In the third and final debate, we returned to the format that was so merciless to Bush the first time around. This time the moderator was Bob Schieffer from CBS (which just went through the whole Dan Rather and 60 Minutes debacle). At first, it seemed like he would play it straight; there were some humdingers for both Bush and Kerry early on.
Heading into question seven, however, it started to get strange. Essentially what Schieffer asked John Kerry was: "How do you respond to the Catholic Church telling its members not to vote for you because you support abortion rights and embryonic stem cell research?"
What? How could he embed two such important policy issues into such a loaded question? Let's face facts: In matters of religion, Bush has the clear advantage. The hastily grafted soul that the Kerry camp has tried to give him in recent weeks isn't really convincing. Here were two topics in which Bush naturally had the advantage, and the way that the question was phrased practically handed it to Bush for the win. Combine this with the fact that neither subject is touched on again in detail for the rest of the debate (except for the Roe v. Wade question, which became a Supreme Court appointment issue) and you start to get a strange picture.

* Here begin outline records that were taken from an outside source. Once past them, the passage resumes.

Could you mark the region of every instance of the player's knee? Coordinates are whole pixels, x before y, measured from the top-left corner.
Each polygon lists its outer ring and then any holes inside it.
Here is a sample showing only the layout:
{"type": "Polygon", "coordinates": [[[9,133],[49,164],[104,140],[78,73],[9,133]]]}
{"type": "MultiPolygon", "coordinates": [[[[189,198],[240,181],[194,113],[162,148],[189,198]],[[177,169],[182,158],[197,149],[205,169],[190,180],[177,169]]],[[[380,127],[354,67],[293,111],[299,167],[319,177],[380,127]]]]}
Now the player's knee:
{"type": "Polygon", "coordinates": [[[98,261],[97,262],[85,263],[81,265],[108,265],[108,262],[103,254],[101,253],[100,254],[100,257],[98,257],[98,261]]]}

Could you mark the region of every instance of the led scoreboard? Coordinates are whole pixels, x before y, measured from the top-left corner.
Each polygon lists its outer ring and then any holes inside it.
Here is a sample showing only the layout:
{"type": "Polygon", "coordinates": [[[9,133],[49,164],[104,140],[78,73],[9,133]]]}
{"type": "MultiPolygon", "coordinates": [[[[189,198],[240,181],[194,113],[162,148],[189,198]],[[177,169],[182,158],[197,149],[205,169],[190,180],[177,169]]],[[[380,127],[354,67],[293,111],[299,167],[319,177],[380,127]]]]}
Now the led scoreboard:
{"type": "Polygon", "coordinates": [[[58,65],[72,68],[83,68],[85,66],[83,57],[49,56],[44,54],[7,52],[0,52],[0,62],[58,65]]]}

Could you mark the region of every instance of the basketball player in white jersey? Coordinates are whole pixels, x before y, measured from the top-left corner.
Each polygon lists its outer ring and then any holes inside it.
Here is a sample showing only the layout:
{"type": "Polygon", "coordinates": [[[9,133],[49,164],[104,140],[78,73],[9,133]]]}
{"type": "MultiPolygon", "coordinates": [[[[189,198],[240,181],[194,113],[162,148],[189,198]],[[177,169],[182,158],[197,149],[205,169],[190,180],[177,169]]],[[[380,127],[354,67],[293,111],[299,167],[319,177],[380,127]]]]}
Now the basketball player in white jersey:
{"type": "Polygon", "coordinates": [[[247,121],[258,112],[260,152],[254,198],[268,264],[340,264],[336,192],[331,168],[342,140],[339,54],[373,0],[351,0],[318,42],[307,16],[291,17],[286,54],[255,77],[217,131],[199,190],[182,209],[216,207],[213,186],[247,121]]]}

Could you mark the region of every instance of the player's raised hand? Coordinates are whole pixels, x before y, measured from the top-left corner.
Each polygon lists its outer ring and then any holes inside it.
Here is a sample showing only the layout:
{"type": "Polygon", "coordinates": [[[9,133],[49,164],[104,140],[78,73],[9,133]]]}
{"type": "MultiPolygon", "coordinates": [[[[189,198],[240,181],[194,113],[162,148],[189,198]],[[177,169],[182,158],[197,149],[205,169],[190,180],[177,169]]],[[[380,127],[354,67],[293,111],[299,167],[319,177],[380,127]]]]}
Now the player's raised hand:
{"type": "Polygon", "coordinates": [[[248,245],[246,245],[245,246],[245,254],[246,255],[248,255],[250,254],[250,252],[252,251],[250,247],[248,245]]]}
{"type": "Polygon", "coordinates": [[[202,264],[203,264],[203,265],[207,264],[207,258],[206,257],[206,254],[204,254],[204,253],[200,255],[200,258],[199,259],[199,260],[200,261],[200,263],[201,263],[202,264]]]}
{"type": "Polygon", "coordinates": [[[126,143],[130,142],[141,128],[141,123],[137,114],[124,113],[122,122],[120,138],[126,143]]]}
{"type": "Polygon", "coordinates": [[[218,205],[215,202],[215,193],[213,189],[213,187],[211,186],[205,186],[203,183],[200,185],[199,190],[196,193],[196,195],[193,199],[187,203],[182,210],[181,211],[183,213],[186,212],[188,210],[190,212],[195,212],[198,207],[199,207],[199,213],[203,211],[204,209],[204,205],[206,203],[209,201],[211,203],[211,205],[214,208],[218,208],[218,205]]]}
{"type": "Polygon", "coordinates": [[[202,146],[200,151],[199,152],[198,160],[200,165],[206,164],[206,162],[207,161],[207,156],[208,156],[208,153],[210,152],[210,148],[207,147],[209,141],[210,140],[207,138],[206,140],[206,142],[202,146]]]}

What's going on here, Bob?
That sneaking "rigged" suspicion was further aggravated by questions 18 and 20, which were the third-to-last and last questions respectively, meaning people were going to leave with these answers as last impressions.
Specifically, question 18 asked Bush "What part does faith play in your policy decisions?" This is such an easy question for Bush and just an opportunity for him to shore up his religious base. There's no way Kerry's going to come off looking convincing with these sorts of questions. At heart, he's a rational guy, and he doesn't really think faith-first, even though he might pretend to. This question was so easy for Bush that they could've delivered it to him on a silver platter.
Which led us to the final question: "What is the most important thing you've learned from the strong women in your life?" Not only was this a strange love-fest closer, what it really did was force Kerry to end on a bad note. How? Because even Kerry supporters must admit that their man has about as much charisma as a cardboard box and emotes less than the Lost in Space robot. This sort of question is going to naturally favor Bush. Not only that, it's the closing question, and there's no way for Kerry to turn it into a policy issue (though he tried really hard to, God bless his artificial soul).
That's not to say there weren't any hard ones for Bush. Certainly questions about minimum wage (question 13), homosexuality (question 6), and outsourcing (question 4) weren't favorable for him, but they were at least debatable, substantive questions. The easy lobs that Bush got throughout (which was time lost to ask real questions about stem cell research and environmental policy, for instance) seemed designed to leave Bush with a favorable impression on people, which is really what's going to swing the undecided voters at this point. Why would Bob do this?
Like I said at the beginning: The media simply didn't want Bush to look downright goofy again, because they'd have to blast him on air again. Not only that, there was probably considerable pressure from CBS on Bob Schieffer not to look like he was attacking Bush after the whole fraudulent documents fiasco. It certainly looks like a lot of these questions were designed to be "Bush-friendly" (or "Bush-proof," however you want to look at it). How else can you explain it?
What's amazing is that the CNN/USA Today/Gallup snap poll taken immediately after the debate still gave the edge to Kerry 52 percent to Bush's 39, a substantial margin. Now that's an achievement if Kerry really was playing against a stacked deck. Keep the momentum going, Robotman!